If the METS procedure found a derivative, but cannot place it in a file group, it will end the procedure with an error.

In the case of text layers, the file group name is created as follows: [text type] [format] text. Text type is determined by the name of the folder in the case of MARC records and the name of the column in the case of EAD records. The format can be either 'plain' in the case of plain text or 'alto' in the case of XML files. Some examples are:

  • transcription alto text
  • transcription plain text
  • transliteration plain text

Other procedures

Remove

At the moment the remove procedure should be started by placing an empty file with the filename remove.txt in the parent folder. Just like the METS procedure, the removal procedure needs to know when the SOR has finished processing both the ingest and the METS ingest procedure. There is a feature request for an API in the SOR which allows flow 14 to request the status of the ingest.  OCRP-13 - Getting issue details... STATUS  Until this has been resolved, the removal procedure has to be triggered manually.

Checksum

If you are provided with an MD5 checksum, it is possible to start a checksum procedure which generates a checksum of the fileset as well. This allows you to compare checksums and to make sure the fileset was delivered without file corruption. The checksum procedure can be started by placing an empty file with the filename checksum.txt in the parent folder.

The checksum procedure requires a file named checksum.md5 in the parent folder containing the checksums:

checksum.md5
61bfc67dbfec972648363d39d8d58066  path/to/fileA.txt
4ee914f58a9f1bbd7ea9a31382419e96  path/to/fileB.txt
cfa3a4e384e53f5d6d27e2276b24e055  path/to/fileC.txt

The results are placed in a file [archiefnummer].report.txt:

ARCH12345.report.txt
path/to/fileA.txt: OK
path/to/fileB.txt: OK
path/to/fileC.txt: OK

Concordance

The concordance procedure can be started by placing an empty file with the filename concordance.txt in the parent folder. The procedure reconstructs a CSV concordance table based on a conventional folder setup.

Workarounds

Updating the METS

The procedures described here do not take into account digital objects that have been ingested to the SOR before. In general it is not a big problem as one can just add new digital objects to an existing collection in the SOR. However, the METS creation procedure creates and ingests a completely new METS file based on a DROID analysis that was created ONLY for the new files. As a result, all files that were ingested before are missing from the new METS file. 

There is a workaround created to solve this problem and to merge the old METS with the new METS. This is archieved by transforming the old METS file to a DROID analysis, combining the DROID analysis with the actual DROID analysis, and then let the METS creation procedure produce a METS from this newly created DROID file.

  1. In the case of EAD, create a concordance table listing only the files that will be added. (Even if no new masters are added, the 'master' column should remain present, but empty)
  2. In the case of EAD, the concordance table will most likely NOT pass validation.
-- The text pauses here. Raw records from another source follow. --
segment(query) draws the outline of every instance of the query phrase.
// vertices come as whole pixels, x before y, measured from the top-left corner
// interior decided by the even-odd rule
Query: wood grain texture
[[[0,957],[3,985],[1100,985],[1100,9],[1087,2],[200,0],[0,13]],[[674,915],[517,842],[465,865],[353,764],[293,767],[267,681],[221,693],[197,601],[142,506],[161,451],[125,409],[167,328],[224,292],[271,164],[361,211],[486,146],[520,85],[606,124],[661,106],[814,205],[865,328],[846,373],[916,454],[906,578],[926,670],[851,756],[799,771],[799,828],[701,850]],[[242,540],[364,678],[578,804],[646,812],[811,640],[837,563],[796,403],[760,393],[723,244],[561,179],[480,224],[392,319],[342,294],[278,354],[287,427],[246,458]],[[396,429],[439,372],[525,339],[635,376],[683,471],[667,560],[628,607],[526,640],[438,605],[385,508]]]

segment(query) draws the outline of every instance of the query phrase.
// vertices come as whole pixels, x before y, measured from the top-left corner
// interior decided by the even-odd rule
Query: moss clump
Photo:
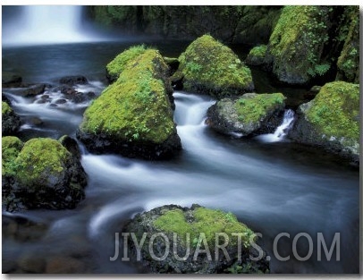
[[[6,102],[2,101],[1,115],[4,115],[10,114],[11,112],[13,112],[12,107]]]
[[[23,146],[23,142],[17,137],[5,136],[2,138],[3,176],[13,174],[15,158],[18,157]]]
[[[190,215],[192,215],[192,222]],[[215,244],[215,233],[224,233],[230,239],[231,245],[237,244],[237,237],[232,233],[241,233],[242,244],[249,247],[249,242],[254,234],[244,224],[240,223],[232,213],[221,210],[213,210],[205,208],[197,208],[188,214],[182,209],[169,210],[154,221],[154,226],[160,231],[175,233],[181,240],[186,242],[186,233],[190,233],[190,242],[197,245],[201,233],[205,233],[208,244]]]
[[[359,83],[359,7],[351,6],[350,10],[350,25],[337,62],[337,80]]]
[[[286,98],[282,93],[258,94],[252,98],[242,96],[234,104],[238,119],[245,123],[258,123],[266,112],[274,111]]]
[[[13,161],[13,174],[23,186],[41,190],[63,180],[71,153],[57,140],[32,139]]]
[[[324,75],[330,62],[322,57],[328,42],[328,22],[333,7],[286,6],[272,33],[268,55],[277,78],[291,84]]]
[[[307,110],[308,120],[328,139],[359,141],[359,85],[344,81],[326,83]]]
[[[86,110],[80,132],[113,142],[165,141],[176,132],[163,81],[167,71],[154,49],[130,59],[118,80]]]
[[[254,89],[250,70],[210,35],[193,41],[179,56],[183,88],[221,98]]]
[[[127,63],[145,53],[146,50],[147,48],[144,45],[133,46],[114,57],[114,60],[106,66],[109,81],[112,82],[116,81],[120,73],[124,70]]]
For this reason, a special validation procedure, 'validate_merge', was added which can be started by placing an empty file with the filename validate_merge.txt in the parent folder.
  3. Run the ingest procedures as usual.
  4. Before starting the METS creation procedure, the DROID analysis produced during the ingest procedure should be updated with information from the old METS.
    In the case of EAD, this procedure, 'merge_ead', can be started by placing an empty file with the filename merge_ead.txt in the parent folder.
    In the case of MARC, this procedure, 'merge_marc', can be started by placing an empty file with the filename merge_marc.txt in the parent folder. 
  5. Run the METS creation procedures as usual.
  6. If the handle URL still points to the 'old', automatically created METS, then the PID binding of the METS URL has to be updated to link to the new METS file. 
    In the case of EAD, this procedure, 'bind_mets_ead', can be started by placing an empty file with the filename bind_mets_ead.txt in the parent folder.
    In the case of MARC, this procedure, 'bind_mets_marc', can be started by placing an empty file with the filename bind_mets_marc.txt in the parent folder.  
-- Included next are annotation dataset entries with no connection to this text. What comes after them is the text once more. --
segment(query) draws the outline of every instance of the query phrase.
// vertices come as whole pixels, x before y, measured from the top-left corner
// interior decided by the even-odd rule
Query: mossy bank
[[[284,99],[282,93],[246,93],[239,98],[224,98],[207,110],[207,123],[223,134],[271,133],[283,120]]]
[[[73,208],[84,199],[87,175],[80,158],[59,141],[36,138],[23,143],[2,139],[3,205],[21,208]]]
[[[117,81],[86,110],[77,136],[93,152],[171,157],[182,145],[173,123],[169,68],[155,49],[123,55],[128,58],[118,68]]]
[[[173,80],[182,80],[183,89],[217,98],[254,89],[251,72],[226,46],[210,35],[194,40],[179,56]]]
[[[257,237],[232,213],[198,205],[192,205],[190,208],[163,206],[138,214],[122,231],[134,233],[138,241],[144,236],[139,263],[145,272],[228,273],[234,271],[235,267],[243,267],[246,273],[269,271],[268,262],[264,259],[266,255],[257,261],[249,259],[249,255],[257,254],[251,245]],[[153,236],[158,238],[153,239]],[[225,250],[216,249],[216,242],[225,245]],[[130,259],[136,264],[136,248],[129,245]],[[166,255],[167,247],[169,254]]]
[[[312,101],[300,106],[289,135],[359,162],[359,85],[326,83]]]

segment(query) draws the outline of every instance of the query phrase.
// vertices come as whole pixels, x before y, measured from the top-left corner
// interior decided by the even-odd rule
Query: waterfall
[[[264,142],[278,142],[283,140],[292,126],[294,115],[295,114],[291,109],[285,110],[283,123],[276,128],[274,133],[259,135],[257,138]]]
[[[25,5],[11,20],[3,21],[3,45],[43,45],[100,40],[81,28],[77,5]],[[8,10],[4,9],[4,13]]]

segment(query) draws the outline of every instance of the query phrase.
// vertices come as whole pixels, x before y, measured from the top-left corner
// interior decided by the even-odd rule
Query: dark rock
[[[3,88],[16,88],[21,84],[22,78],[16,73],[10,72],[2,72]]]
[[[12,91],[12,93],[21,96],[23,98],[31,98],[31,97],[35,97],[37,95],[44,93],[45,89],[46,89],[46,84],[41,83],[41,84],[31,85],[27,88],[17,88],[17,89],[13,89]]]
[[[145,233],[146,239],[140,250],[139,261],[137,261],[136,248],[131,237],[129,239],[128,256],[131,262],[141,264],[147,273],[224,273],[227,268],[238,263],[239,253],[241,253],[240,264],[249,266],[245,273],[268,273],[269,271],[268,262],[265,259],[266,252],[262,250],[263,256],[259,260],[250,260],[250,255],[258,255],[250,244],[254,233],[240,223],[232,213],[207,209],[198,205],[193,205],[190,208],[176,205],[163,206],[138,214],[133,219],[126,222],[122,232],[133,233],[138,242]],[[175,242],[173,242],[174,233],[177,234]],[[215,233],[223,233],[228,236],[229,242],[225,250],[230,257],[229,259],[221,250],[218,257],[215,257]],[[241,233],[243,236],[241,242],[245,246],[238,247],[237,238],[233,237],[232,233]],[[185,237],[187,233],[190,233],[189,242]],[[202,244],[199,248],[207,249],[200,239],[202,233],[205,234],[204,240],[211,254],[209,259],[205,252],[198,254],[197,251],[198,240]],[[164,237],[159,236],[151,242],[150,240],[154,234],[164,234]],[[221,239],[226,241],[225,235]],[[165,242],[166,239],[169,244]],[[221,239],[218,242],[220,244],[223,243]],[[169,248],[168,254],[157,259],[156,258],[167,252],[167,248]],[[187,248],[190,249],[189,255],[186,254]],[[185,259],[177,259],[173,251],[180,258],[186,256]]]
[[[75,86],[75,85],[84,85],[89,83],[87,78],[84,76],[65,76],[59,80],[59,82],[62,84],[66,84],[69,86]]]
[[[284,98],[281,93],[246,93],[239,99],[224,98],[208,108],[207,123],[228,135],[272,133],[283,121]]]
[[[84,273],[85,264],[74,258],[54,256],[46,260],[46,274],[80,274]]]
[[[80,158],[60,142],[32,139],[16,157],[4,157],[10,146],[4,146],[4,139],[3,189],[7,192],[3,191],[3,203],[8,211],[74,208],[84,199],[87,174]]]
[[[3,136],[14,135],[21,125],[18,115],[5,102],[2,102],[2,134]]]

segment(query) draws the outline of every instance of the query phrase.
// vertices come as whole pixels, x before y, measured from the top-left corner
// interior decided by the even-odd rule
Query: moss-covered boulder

Please note: This is implemented as a workaround and should be used as a workaround.  OCRP-14 - Getting issue details... STATUS  The limitations of this workaround:

  • This workaround will only work with original METS files that were either produced by this flow or METS files that were originally produced automatically by the SOR.
  • This workaround will omit the METS dmdSec section with text layer language information that was present in the original METS file.

Future additions

A METS file describes a single object, which corresponds to a single item in the case of an EAD record and corresponds to a single barcode (852$p) in the case of a MARC record. However, it is possible to have multiple sequences for a single object. Let's say for example, you have the following material:

  • 4 wavs (a four part audio interview)
  • 4 plain text files (a transcription for each audio file)
  • 2 tiffs (the front and back cover)

Rather than one sequence, these are actually two different sequences:

  1. The four part interview and its transcriptions
  2. The front and back cover

At the moment, it is not possible to create a METS document consisting of multiple sequences. In order to make this work, two pieces of information are missing: which files belong to which group and how should the groups be prioritized? The following describes a possible solution for this problem by extending the current convention how the files should be structured:

EAD records

TypeDescriptionConventionExample(s)
Parent folderThis folder has the number of the archive.


/[naming authority]/[archive number]


/10622/ARCH12345
Concordance tableCSV file that describes the digitized objects./[naming authority]/[archive number]/[archive number].csv/10622/ARCH12345/ARCH12345.csv
EAD documentThe EAD record. (Optional)/[naming authority]/[archive number]/[archive number].xml/10622/ARCH12345/ARCH12345.xml
Files per group

Files are mapped per group.
This means that all master files, level1 derivatives
and the different text layers all have their own parent folder.

/[naming authority]/[archive number]/[sequence group]/[group name]/10622/ARCH12345/master
/10622/ARCH12345/level1
/10622/ARCH12345/text transcription
/10622/ARCH12345/text translation nl
Files per objnrFiles are next mapped per objnr.
Each objnr matches an invnr in the EAD document.
/[naming authority]/[archive number]/[sequence group]/[group name]/[objnr]

/10622/ARCH12345/master/1
/10622/ARCH12345/master/2
/10622/ARCH12345/master/3 

FilesThe files to be ingested.[archive number]_[objnr]_[volgnr].[extension]
or in case of a sequence group: (see concordance)
[archive number]_[objnr]_[sequence group]_[volgnr].[extension]
ARCH12345_1_0001.tif
ARCH12345_1_0002.tif
ARCH12345_1_0003.tif 

ARCH12345_1_1_0001.tif
ARCH12345_1_1_0002.tif
ARCH12345_1_1_0003.tif  
HeaderDescription
IDThe EAD consists of various invnrs. The ID of the invnr to which the master file belongs is recorded in this column.
objnrDue to folder naming restrictions, each ID is mapped to a numeric objnr.
masterSpecifies the location of the master file.
level1Specifies the location of the level 1 derivative. (Optional)
text [type] [language]

Specifies the location of the plain text / ALTO xml file describing the text content of the image. (Optional)
Type is required, but language is optional.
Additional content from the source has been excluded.